A doença de Alzheimer (DA) continua a ser um dos desafios de saúde globais mais prementes, especialmente à medida que o envelhecimento da população continua a crescer. Esta condição continua a desgastar a memória e a capacidade de raciocínio, afetando profundamente a vida diária. Novos tratamentos, incluindo anticorpos monoclonais como o lecanemab e o donanemab, estão a trazer algum optimismo ao abrandar o declínio cognitivo. No entanto, estes tratamentos ainda não conseguem reverter a doença ou restaurar a função cerebral normal.
Comentários recentes Ciência China Ciências da Vida O professor Wang Yanjiang e colegas exploram por que o progresso tem sido limitado. Os pesquisadores acreditam que focar em uma única causa não funcionará porque o Alzheimer é muito mais complexo. É causada pelos efeitos combinados do acúmulo de beta amilóide (Aβ), emaranhados de proteína tau, fatores de risco genéticos, alterações relacionadas ao envelhecimento e condições de saúde mais amplas. Devido a esta complexidade, sugerem que os tratamentos futuros devem adotar uma abordagem mais abrangente e coordenada.
A doença de Alzheimer envolve múltiplos fatores inter-relacionados
A revisão destaca diversas áreas-chave que estão remodelando a forma como os cientistas entendem a doença de Alzheimer.
Além do beta amilóide (Aβ)
A beta-amilóide tem sido um alvo central da investigação da doença de Alzheimer, mas os tratamentos que visam apenas esta proteína têm tido eficácia limitada. Os cientistas estão agora prestando muita atenção à hiperfosforilação da tau, um processo que leva à formação de emaranhados neurofibrilares e à perda de células cerebrais. Para retardar de forma mais eficaz a progressão da doença, pode ser necessário abordar simultaneamente as proteínas Aβ e Tau.
Riscos genéticos e terapias genéticas emergentes
A genética desempenha um papel importante na determinação do risco de Alzheimer. Embora o APOE ε4 continue a ser o factor genético mais amplamente reconhecido, os investigadores estão a identificar outras variantes associadas a populações específicas. Os avanços na edição do genoma (CRISPR/Cas9) também estão a ser explorados como potenciais tratamentos únicos que podem modificar o risco de doenças na sua origem.
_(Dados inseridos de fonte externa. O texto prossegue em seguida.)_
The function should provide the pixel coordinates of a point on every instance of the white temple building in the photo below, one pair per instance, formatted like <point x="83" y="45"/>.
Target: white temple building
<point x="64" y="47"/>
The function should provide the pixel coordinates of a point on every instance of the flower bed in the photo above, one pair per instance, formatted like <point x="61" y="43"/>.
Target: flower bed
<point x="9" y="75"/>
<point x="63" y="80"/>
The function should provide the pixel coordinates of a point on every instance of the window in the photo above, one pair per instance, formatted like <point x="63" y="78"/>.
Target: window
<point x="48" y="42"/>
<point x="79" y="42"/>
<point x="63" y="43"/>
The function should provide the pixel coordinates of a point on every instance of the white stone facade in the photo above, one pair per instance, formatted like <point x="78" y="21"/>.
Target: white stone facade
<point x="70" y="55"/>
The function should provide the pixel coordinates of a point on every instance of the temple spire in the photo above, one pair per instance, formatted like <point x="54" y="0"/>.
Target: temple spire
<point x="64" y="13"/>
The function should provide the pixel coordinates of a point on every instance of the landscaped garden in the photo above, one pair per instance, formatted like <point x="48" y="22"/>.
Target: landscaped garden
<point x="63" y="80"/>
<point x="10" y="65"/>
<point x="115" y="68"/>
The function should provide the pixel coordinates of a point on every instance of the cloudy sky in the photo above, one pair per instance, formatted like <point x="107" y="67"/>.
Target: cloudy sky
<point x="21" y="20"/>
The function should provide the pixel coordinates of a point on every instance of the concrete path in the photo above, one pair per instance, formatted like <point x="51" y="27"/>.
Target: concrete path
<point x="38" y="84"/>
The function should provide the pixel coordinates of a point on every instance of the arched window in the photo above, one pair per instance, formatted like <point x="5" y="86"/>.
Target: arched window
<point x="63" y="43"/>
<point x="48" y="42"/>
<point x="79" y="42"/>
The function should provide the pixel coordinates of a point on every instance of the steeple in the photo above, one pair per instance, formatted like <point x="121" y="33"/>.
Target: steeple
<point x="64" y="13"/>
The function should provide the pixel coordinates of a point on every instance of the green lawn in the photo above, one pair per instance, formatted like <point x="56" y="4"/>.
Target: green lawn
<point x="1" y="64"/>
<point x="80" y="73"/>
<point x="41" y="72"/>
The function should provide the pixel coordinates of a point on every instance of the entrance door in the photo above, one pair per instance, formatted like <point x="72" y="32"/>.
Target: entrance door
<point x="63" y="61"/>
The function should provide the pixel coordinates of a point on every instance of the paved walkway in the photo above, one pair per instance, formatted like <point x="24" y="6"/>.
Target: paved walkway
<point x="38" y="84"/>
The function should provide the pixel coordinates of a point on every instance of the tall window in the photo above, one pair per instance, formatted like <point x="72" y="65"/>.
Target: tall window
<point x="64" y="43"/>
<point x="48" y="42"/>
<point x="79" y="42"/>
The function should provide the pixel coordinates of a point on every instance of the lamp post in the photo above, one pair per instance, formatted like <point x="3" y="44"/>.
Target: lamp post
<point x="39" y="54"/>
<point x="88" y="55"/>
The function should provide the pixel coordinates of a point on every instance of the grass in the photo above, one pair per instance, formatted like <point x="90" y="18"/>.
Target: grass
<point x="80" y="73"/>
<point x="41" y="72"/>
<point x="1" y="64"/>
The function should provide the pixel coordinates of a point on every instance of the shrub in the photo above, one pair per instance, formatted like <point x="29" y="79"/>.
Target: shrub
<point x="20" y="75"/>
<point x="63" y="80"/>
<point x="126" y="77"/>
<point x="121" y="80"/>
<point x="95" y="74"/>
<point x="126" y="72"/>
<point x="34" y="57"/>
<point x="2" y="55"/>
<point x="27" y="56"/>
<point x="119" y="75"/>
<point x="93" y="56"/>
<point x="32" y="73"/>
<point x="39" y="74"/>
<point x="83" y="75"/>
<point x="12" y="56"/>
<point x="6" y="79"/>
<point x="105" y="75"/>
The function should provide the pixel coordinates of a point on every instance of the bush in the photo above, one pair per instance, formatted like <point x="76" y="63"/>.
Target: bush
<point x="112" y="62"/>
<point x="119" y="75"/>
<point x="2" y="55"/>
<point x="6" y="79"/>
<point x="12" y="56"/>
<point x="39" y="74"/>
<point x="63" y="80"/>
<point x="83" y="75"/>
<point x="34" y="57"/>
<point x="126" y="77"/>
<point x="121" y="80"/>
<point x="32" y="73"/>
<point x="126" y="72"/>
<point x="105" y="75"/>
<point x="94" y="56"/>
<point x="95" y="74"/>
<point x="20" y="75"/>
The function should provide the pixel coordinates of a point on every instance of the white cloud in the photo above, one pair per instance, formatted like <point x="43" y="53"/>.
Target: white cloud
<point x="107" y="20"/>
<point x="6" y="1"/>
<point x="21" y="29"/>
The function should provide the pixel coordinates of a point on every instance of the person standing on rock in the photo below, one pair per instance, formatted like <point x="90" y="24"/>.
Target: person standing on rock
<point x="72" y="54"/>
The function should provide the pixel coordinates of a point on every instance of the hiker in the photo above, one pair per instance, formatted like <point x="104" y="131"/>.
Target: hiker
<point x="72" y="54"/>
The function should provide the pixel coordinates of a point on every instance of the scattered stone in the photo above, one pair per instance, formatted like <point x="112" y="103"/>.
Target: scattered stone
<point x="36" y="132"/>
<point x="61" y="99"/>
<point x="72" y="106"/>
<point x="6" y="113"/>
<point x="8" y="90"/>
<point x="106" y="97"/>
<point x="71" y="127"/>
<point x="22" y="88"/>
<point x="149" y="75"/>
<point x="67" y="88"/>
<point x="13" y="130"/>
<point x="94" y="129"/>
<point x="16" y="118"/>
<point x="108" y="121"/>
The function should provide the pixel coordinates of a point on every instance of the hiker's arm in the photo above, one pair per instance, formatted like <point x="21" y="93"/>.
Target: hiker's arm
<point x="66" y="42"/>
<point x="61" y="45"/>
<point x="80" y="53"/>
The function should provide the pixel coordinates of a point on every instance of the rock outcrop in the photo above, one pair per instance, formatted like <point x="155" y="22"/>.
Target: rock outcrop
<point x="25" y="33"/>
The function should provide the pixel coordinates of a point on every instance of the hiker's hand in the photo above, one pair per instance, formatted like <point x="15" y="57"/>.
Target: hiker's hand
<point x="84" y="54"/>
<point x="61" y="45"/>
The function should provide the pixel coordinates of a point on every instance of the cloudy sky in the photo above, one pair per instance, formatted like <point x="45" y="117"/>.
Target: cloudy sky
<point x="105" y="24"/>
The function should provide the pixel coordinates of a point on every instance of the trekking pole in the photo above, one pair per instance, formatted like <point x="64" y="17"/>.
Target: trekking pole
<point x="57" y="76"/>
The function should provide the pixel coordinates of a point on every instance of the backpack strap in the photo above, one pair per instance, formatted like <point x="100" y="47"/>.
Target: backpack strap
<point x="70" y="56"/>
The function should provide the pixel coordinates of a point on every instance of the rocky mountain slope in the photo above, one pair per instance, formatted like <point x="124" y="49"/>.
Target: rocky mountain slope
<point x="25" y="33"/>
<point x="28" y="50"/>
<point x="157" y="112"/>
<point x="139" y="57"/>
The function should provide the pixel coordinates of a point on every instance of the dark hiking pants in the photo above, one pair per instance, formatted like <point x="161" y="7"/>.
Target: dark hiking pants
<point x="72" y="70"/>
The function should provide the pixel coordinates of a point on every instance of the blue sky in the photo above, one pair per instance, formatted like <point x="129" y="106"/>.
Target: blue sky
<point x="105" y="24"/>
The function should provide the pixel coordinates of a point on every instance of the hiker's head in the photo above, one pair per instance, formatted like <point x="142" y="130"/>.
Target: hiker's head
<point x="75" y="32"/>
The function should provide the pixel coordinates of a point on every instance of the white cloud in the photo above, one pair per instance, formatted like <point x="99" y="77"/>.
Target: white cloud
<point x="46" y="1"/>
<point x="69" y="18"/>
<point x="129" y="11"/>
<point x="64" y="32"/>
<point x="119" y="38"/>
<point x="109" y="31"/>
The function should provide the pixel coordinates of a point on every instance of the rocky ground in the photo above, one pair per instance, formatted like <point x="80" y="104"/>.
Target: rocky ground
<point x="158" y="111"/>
O envelhecimento e a saúde sistémica influenciam a progressão da doença de Alzheimer
O envelhecimento é o principal fator
O envelhecimento é o fator de risco mais forte para a doença de Alzheimer e envolve uma série de alterações biológicas. Estes incluem diminuição da função mitocondrial, acúmulo de células danificadas e aumento de danos no DNA. A revisão aponta para terapias “senolíticas” destinadas a remover células gliais envelhecidas como uma forma possível de melhorar a saúde do cérebro e retardar o declínio.
Saúde de todo o corpo e a conexão intestino-cérebro
A doença de Alzheimer também é afetada pela doença, que afeta todo o corpo. Questões como resistência à insulina, pressão alta e desequilíbrios bacterianos intestinais podem piorar a progressão da doença. Os pesquisadores estão estudando se os medicamentos e terapias existentes para diabetes direcionados ao eixo intestino-cérebro podem ajudar a reduzir esses efeitos.
Rumo ao tratamento abrangente e multi-alvo do Alzheimer
O autor enfatiza a necessidade de nos afastarmos do pensamento “reducionista” e em direção às “estratégias abrangentes”. Esta mudança envolve o desenvolvimento de tratamentos que visam múltiplos aspectos da doença simultaneamente. Também inclui o uso de modelos laboratoriais avançados, como organoides derivados de iPSC humanos, para testar novos tratamentos com mais eficiência. Além disso, abordagens de medicina de precisão baseadas em biomarcadores precoces, como o pTau217 plasmático, podem permitir que os médicos identifiquem e tratem a doença de Alzheimer mais cedo e com mais precisão.
“Derrotar com sucesso a doença de Alzheimer depende da colaboração interdisciplinar e da inovação holística”, concluem os autores. As suas descobertas traçam um caminho a seguir, sugerindo que, com a combinação certa de estratégias, a doença de Alzheimer pode eventualmente tornar-se uma doença controlável e até evitável, em vez de um declínio inevitável.